Securing my API with "fos_oauth: true"

[novacp]

I've read the RFC for oauth2 and I think that I understand it well, so the firewalls within security.yml make sense (oauth_authorize and oauth_token). What I don't understand yet and couldn't find any docs about is securing the "api firewall", e.g. by using a JWT:

api:
            pattern:    ^/api/
            **fos_oauth:  true**
            stateless:  true

So when I just used JWT, I had like the following within my api firewall:

api:
      pattern: ^/api
      stateless: true
      provider: a0
      simple_preauth:
        authenticator: jwt_auth.jwt_authenticator

Is this the pendant to "fos_oauth: true" ? What exactly is this line doing, is this referencing a guard authenticator, validating the token? In addition, where is the private key stored needed to create the JWT and the public one to validate?

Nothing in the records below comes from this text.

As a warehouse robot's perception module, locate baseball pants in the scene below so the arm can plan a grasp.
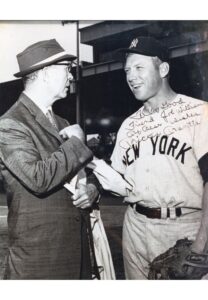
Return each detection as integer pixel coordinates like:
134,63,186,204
123,205,201,279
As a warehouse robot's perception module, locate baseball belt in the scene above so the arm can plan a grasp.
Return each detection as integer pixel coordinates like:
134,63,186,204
130,203,182,219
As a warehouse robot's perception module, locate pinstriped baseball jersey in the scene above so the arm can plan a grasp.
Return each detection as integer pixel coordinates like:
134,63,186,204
111,94,208,208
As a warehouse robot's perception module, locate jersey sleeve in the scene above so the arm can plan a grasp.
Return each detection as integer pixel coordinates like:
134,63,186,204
194,103,208,183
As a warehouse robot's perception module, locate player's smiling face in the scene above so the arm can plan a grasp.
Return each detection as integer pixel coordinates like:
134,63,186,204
124,54,162,101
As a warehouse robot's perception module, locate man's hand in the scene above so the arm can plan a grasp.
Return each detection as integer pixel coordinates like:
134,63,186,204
72,184,99,209
87,159,133,197
59,124,85,142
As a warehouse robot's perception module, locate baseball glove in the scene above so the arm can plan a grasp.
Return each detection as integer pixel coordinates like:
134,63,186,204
148,238,208,279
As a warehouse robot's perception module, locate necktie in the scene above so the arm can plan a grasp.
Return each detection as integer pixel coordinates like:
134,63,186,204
46,109,58,131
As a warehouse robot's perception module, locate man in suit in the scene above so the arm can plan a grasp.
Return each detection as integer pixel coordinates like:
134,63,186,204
0,39,98,279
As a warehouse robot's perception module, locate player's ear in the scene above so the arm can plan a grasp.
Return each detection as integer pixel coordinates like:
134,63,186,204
159,62,170,78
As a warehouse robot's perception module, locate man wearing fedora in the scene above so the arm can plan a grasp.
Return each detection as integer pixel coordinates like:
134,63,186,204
0,39,98,279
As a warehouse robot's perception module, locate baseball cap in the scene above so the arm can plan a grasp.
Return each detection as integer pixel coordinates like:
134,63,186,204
114,36,169,61
14,39,76,77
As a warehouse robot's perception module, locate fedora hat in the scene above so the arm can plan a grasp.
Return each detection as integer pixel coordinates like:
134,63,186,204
114,36,170,62
14,39,76,77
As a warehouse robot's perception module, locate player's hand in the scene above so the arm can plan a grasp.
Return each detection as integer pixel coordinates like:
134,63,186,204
72,184,99,209
59,124,85,142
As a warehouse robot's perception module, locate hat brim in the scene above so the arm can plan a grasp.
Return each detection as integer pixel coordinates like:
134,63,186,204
14,54,77,78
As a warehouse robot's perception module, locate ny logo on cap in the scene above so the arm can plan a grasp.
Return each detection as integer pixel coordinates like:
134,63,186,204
129,39,139,48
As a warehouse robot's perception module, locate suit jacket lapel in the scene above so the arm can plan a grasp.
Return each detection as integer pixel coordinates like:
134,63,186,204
20,93,63,143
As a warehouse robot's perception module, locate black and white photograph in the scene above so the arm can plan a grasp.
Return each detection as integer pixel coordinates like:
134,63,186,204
0,2,208,296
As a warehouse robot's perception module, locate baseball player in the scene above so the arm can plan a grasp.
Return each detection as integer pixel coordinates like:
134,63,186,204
108,37,208,279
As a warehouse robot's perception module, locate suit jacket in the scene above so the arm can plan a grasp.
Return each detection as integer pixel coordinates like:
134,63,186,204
0,93,92,279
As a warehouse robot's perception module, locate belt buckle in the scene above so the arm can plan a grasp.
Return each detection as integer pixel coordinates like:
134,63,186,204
169,207,176,220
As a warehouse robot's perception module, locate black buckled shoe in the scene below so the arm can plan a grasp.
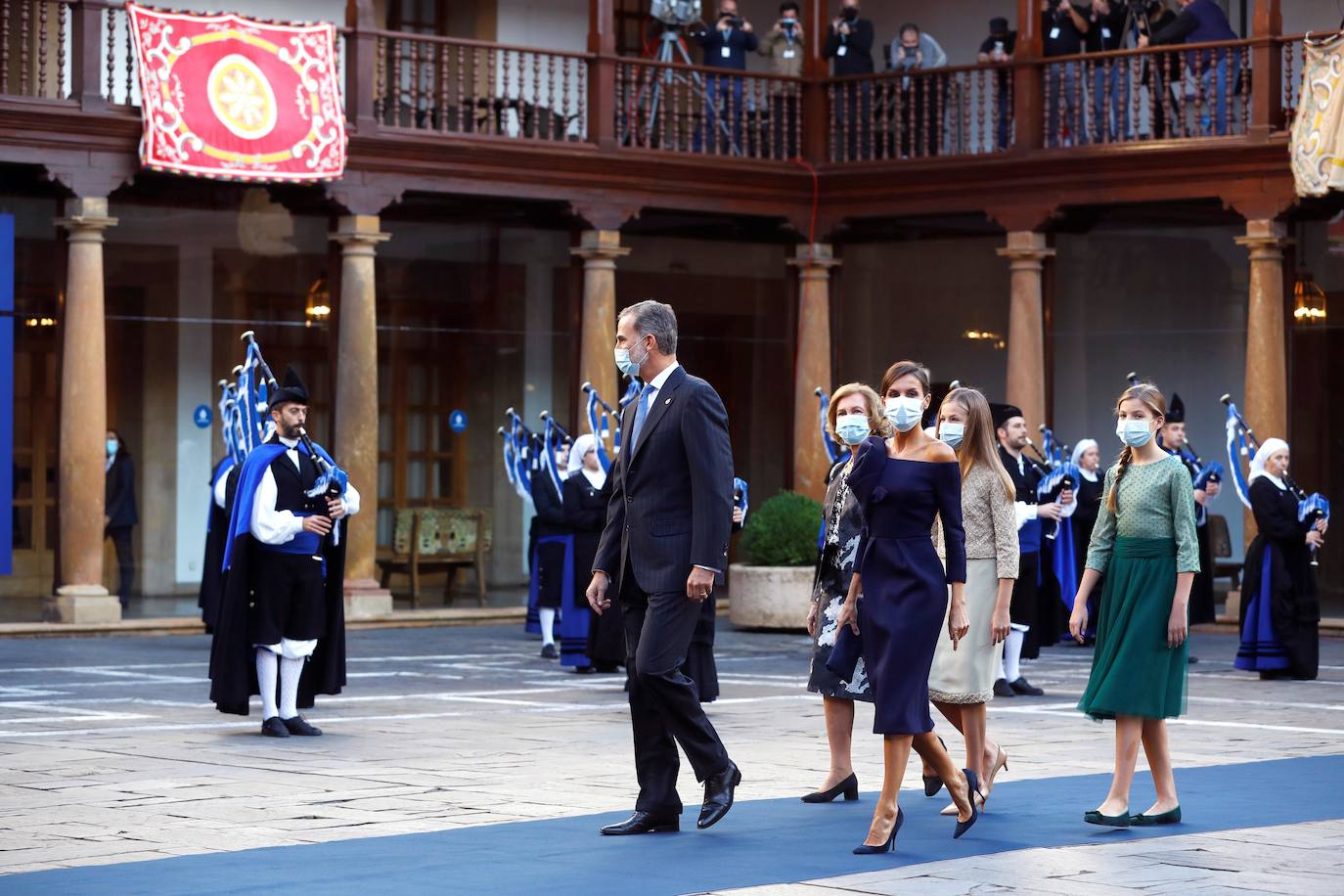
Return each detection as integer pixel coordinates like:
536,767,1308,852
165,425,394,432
261,716,289,738
280,716,323,738
694,759,741,830
603,811,682,837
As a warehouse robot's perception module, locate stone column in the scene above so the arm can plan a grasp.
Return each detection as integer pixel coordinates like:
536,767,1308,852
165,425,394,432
789,244,840,501
42,197,121,623
998,230,1055,432
1236,217,1287,544
570,230,630,426
332,215,392,618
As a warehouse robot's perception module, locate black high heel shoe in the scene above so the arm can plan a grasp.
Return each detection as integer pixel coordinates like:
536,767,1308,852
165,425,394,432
802,773,859,803
853,806,906,856
952,769,980,839
919,738,948,796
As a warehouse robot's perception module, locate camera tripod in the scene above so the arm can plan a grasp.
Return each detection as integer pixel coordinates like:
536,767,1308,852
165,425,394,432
621,25,741,156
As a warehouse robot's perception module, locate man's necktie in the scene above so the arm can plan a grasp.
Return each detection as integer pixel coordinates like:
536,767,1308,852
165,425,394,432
630,382,657,451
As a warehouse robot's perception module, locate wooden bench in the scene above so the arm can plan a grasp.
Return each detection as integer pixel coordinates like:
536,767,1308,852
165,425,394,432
378,508,495,608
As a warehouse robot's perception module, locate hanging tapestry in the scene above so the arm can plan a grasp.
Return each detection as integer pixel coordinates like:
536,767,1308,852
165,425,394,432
126,3,345,181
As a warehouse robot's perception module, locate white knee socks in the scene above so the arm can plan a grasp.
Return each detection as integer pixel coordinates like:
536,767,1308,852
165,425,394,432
256,648,280,720
1004,626,1027,683
280,657,304,719
536,607,555,647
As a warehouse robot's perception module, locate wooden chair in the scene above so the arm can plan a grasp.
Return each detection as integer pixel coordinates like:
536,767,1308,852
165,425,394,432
378,508,493,608
1208,514,1242,591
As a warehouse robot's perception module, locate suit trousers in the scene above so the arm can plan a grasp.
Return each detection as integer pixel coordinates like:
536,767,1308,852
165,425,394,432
621,567,729,814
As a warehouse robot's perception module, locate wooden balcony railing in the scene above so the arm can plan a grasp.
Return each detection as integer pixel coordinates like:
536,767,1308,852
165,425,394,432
614,59,802,161
374,31,590,141
0,0,1322,165
809,65,1013,162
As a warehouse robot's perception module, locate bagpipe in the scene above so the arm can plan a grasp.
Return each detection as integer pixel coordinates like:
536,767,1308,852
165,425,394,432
499,407,543,501
581,377,643,472
1219,395,1330,565
817,385,844,467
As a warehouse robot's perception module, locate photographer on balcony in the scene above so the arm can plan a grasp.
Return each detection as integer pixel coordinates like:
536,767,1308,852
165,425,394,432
1040,0,1092,147
694,0,761,155
1088,0,1133,143
976,16,1017,152
1139,0,1242,137
758,0,806,158
822,0,874,161
891,22,948,158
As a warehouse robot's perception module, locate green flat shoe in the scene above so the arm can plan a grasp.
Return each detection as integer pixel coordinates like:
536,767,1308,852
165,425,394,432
1129,806,1180,828
1083,809,1131,828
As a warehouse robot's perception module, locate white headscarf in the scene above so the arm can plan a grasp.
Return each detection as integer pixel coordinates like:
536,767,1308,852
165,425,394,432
1246,439,1287,489
1068,439,1097,482
565,432,606,489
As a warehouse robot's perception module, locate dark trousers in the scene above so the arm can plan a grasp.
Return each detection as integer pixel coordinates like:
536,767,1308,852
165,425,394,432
104,525,136,609
621,568,729,814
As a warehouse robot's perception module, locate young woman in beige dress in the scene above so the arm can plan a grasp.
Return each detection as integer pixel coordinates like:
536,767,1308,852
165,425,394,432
926,388,1017,816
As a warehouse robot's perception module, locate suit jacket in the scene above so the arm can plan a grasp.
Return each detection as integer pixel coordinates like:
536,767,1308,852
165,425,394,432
593,367,733,594
102,451,140,529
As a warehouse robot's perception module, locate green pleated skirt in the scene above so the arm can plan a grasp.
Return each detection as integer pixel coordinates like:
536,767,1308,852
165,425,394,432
1078,537,1189,719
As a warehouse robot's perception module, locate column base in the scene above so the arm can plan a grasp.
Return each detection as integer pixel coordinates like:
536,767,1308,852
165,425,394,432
344,579,392,619
42,584,121,625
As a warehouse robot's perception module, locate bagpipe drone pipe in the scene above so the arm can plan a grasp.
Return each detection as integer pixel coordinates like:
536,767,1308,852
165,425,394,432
1219,393,1330,565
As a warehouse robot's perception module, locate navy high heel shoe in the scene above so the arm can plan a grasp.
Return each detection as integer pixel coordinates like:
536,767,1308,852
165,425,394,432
853,806,906,856
952,769,980,839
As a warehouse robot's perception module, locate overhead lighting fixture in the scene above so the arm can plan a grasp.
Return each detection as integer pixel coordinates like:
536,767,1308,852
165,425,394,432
1293,271,1325,327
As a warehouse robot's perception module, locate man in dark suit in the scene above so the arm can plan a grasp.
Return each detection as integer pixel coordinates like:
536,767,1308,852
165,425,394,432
587,301,741,834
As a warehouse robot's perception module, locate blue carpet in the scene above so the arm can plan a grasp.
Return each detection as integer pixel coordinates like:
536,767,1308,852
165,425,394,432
10,755,1344,896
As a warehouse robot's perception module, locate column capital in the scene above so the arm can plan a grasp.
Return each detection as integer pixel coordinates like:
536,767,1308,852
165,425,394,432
57,197,117,241
787,244,841,280
995,230,1055,270
331,215,392,255
570,230,630,265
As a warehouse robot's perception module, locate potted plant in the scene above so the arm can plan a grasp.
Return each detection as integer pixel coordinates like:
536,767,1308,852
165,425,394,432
729,492,822,629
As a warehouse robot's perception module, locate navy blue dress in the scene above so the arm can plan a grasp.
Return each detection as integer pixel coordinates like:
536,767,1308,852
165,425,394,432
849,436,966,735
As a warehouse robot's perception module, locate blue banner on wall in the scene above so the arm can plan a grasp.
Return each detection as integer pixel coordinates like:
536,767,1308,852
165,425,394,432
0,215,14,575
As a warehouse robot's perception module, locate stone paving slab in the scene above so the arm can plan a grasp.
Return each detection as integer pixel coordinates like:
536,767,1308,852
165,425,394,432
0,620,1344,896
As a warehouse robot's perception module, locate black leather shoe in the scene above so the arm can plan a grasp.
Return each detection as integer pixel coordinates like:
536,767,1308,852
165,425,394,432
261,716,289,738
281,716,323,738
603,811,682,837
694,759,741,830
1008,677,1046,697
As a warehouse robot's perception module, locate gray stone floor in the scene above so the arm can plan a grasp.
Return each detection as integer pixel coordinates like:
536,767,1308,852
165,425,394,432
0,628,1344,896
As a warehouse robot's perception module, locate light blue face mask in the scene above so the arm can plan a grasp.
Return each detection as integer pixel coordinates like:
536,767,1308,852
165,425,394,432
615,336,650,377
938,421,966,447
836,414,873,445
885,395,923,432
1115,421,1153,447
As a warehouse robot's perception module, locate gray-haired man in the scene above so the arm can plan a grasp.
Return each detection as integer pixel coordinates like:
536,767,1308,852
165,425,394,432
587,302,741,834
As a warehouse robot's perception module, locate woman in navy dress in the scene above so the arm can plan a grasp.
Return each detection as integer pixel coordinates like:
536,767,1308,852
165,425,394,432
836,361,980,853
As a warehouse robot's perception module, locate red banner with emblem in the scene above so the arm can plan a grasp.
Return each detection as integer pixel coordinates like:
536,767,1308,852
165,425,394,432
126,3,345,181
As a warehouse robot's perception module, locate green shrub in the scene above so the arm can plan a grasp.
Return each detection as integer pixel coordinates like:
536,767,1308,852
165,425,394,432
741,492,822,567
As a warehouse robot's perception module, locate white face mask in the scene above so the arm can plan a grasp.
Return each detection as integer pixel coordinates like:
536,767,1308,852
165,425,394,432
885,395,923,432
615,336,650,377
1115,421,1153,447
836,414,871,445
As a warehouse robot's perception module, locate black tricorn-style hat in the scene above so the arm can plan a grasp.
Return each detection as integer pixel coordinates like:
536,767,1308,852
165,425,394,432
1167,392,1186,424
266,367,308,410
989,402,1021,429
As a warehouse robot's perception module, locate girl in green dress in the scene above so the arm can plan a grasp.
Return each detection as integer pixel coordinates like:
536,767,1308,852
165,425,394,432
1068,382,1199,828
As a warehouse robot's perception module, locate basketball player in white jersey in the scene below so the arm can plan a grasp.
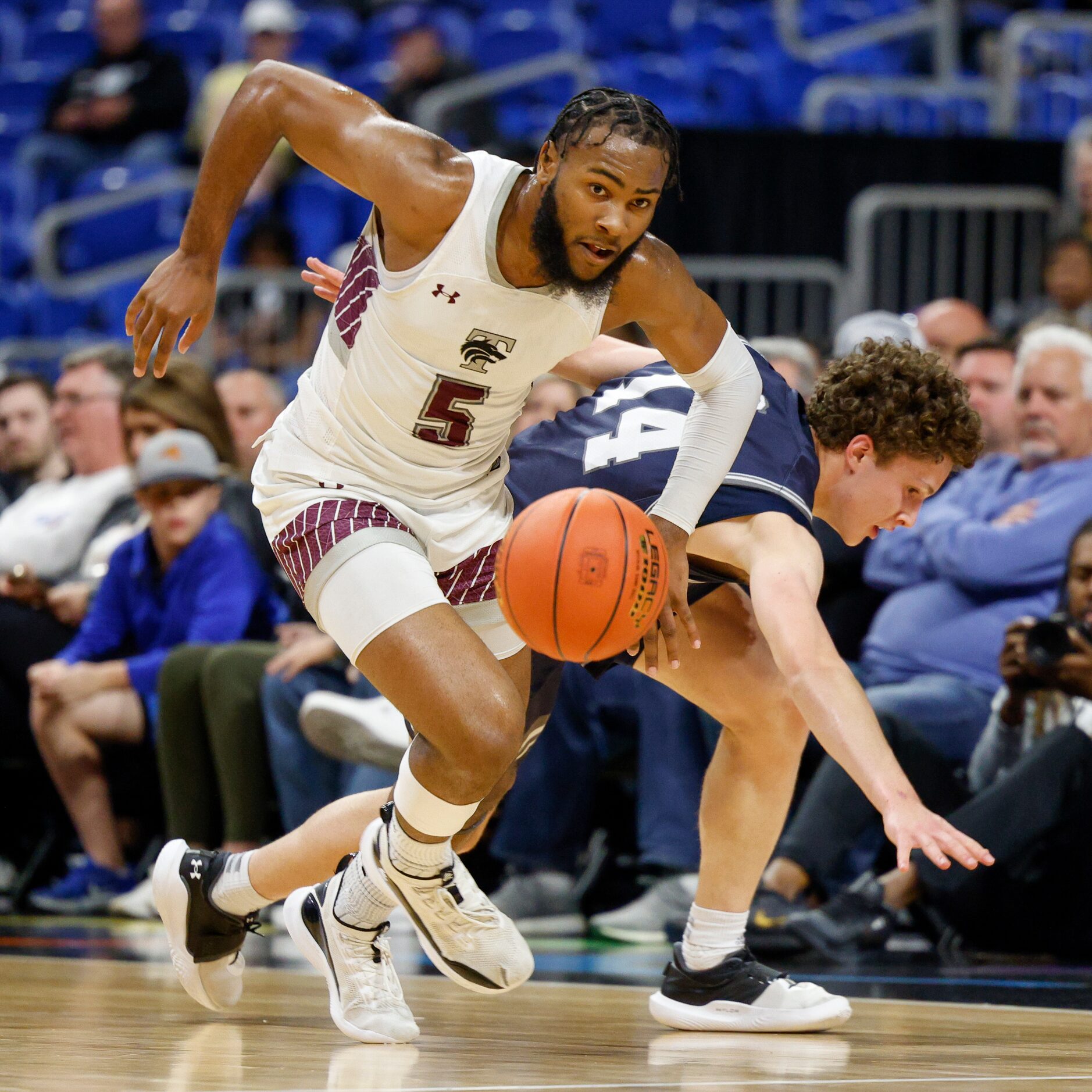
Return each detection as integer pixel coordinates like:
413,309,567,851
127,80,761,1042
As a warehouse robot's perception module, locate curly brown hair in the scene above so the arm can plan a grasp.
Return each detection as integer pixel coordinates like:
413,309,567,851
808,338,982,468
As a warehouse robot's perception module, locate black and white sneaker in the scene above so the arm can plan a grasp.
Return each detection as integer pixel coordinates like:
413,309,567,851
785,873,898,959
361,804,535,994
649,944,852,1032
284,858,420,1043
152,837,258,1011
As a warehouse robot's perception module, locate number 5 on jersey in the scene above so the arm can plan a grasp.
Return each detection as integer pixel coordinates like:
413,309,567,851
413,376,489,448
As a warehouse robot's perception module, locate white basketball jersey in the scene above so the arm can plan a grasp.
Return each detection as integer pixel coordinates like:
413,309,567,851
276,152,606,511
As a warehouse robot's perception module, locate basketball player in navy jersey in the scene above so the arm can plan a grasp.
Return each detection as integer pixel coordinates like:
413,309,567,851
159,263,991,1031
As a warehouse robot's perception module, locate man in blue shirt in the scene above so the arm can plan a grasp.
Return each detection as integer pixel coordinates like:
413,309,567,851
28,430,286,913
862,326,1092,762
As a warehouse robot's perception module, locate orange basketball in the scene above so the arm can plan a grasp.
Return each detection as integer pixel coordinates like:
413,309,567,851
497,488,667,663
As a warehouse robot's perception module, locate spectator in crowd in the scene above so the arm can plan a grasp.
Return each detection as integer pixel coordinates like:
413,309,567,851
189,0,299,204
512,376,581,437
382,15,498,148
216,216,329,374
216,368,285,476
1067,137,1092,239
833,311,927,361
19,0,189,213
750,337,822,402
756,327,1092,930
28,430,284,913
261,634,408,830
0,372,69,508
787,521,1092,959
954,338,1019,455
918,299,994,363
0,344,132,598
994,235,1092,336
490,669,720,944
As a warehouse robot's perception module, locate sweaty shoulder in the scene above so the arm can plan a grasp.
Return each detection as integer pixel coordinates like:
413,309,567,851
376,130,474,252
603,235,689,330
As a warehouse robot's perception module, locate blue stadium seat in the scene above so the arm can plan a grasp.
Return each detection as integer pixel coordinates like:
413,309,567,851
1016,76,1092,140
599,53,710,127
291,8,362,69
60,166,185,272
0,6,26,65
823,88,989,137
23,8,95,71
0,110,41,163
0,281,28,340
90,277,144,338
704,49,765,129
474,6,582,69
337,61,390,102
148,9,236,70
23,285,94,337
0,61,65,118
586,0,675,57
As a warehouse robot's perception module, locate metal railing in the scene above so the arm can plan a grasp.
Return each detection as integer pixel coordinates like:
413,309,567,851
801,76,996,135
994,11,1092,137
840,185,1058,317
413,49,595,132
34,170,198,298
683,255,844,343
773,0,960,78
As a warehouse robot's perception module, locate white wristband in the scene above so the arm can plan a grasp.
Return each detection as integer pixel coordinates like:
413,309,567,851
649,326,762,534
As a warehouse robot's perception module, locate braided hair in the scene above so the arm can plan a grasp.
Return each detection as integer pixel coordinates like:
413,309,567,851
546,87,679,190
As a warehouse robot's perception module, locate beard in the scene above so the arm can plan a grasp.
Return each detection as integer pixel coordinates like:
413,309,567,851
531,178,644,304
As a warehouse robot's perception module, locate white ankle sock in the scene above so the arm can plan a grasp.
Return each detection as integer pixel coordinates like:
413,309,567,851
209,850,276,918
683,903,747,971
389,812,454,877
334,854,398,929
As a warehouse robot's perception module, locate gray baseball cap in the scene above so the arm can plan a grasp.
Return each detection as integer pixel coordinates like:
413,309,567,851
133,428,220,489
834,311,928,361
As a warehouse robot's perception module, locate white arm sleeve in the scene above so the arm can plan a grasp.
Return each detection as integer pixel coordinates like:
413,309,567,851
649,326,762,534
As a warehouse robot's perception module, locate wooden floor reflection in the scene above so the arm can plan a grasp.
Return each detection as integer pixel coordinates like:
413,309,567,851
0,957,1092,1092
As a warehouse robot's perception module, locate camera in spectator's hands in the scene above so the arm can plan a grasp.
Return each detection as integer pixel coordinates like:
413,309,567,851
1025,613,1092,670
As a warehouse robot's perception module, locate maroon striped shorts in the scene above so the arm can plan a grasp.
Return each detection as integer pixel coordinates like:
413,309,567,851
273,497,500,606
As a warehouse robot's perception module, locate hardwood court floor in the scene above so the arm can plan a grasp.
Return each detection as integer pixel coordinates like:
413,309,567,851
0,957,1092,1092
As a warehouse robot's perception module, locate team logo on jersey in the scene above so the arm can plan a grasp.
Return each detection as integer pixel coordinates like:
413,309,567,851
459,327,515,372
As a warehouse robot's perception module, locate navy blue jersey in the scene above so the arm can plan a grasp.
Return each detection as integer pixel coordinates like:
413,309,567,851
506,349,819,531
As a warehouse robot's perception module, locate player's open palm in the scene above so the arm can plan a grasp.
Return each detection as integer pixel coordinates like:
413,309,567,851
126,250,216,379
883,800,994,872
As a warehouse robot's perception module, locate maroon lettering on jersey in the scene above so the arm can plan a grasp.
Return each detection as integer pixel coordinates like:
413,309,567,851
334,235,379,348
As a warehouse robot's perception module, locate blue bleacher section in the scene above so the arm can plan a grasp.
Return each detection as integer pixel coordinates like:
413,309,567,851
0,0,1092,376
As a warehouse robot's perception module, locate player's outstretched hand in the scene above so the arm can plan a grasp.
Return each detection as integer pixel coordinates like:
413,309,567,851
299,258,345,304
126,250,217,379
631,515,701,677
883,800,994,872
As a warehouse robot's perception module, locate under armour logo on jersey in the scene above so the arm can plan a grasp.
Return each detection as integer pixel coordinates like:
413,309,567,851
460,329,515,372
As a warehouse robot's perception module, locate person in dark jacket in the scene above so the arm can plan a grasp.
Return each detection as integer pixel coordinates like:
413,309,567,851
28,429,286,913
19,0,189,208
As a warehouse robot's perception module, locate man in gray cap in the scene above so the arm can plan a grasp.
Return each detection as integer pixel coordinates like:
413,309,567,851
27,429,287,913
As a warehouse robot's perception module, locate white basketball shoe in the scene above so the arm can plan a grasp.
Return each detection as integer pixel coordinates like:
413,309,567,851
361,802,535,994
284,856,420,1043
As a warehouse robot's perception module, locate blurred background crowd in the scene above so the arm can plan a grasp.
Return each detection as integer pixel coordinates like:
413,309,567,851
0,0,1092,959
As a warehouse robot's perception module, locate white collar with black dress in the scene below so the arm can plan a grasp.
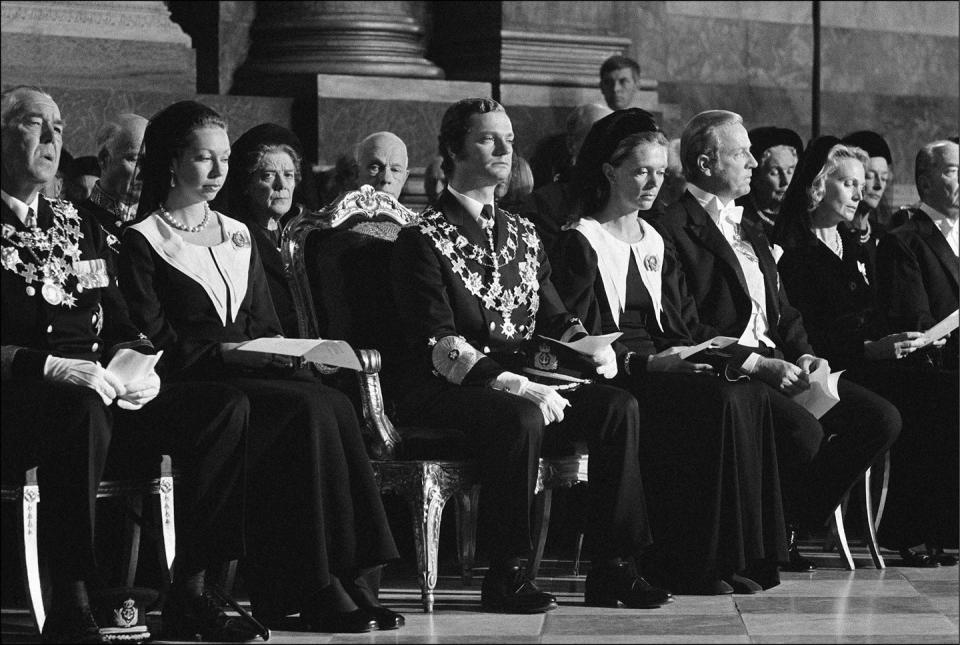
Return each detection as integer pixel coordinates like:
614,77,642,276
132,211,251,326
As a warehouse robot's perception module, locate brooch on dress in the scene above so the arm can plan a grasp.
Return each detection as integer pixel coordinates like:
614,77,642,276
230,231,250,249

I've found the "OAuthProvider" mechanisms, using Events/Listeners.. ok that might be called when I configure fos_oauth: true within security.yml .. still don't understand it fully, in addition no idea to implement jwt. If there is no support for jwt at the moment, how would I validate the token given by the client in my resource servers, which are different applications than the authorization server?

Best regards

[pura]

+1 same question.

[dinamic]

Adding fos_oauth: true to the configuration enables the security factory, so the bundle is able to register an independent security mechanism. More on custom authentication providers: here.

JWT uses different means to register as security mechanism, thus the syntax difference.

I haven't used JWT so far, so I am afraid I wouldn't be of much help configuring it.